No.36 And Attached Railings is a Grade II listed building in the Bath and North East Somerset local planning authority area, England. First listed on 12 June 1950. House, flats. 2 related planning applications.

No.36 And Attached Railings

WRENN ID
moated-buttress-woodpecker
Grade
II
Local Planning Authority
Bath and North East Somerset
Country
England
Date first listed
12 June 1950
Type
House, flats
Source
Historic England listing

Also on this page: sale history · related consents · flood risk · radon risk · detailed attributes ↓

Description

No. 36 is a house, later converted to flats, dating from circa 1790 to 1793, with alterations in the 19th and 20th centuries. It was designed by John Palmer. The front of the building is constructed of limestone ashlar, with a rubble basement and limestone and render to the right side and rear. It has a Welsh slate, double-pile, mansard roof, a coped gable wall, and two ashlar stacks with early clay pots to the right. A staircase is located at the rear.

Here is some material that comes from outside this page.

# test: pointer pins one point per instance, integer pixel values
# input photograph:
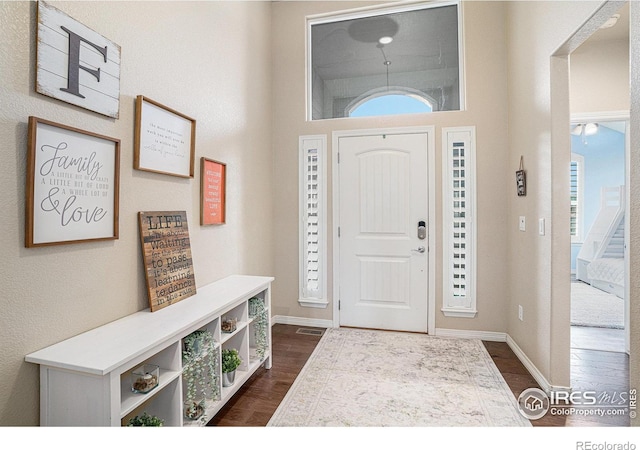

The house is three storeys high, with an attic and basement, and features a three-window range. The first floor has three four/four-sash windows with plain stone sills and sarcophagus-shaped wrought iron balconettes. The second floor has three 19th-century plate glass, horned sash windows in a similar style. The ground floor has two similar sashes to the right, and a door to the left with two flush and two raised and fielded panels, and a single glazed panel within a pedimented Doric doorcase displaying the number '36'. There is one step leading to a pennant paved crossover with a cast iron footscraper and a pair of 20th-century gates. The basement has two six/six-sash windows, a plank door, and a single-pane window set within an ashlar infilling beneath the crossover. The original area steps have been removed. There is one double and one single dormer window with plate glass sashes. Details include a timber bressummer, a stone band course over the ground floor, a frieze, a moulded eaves cornice, and a coped parapet. The rear elevation has 19th- and 20th-century windows with wrought iron balconettes to the ground and first floors, one double and one single dormer window, a 19th-century ashlar extension up to the second-floor landing, and a 20th-century fire escape to the second floor.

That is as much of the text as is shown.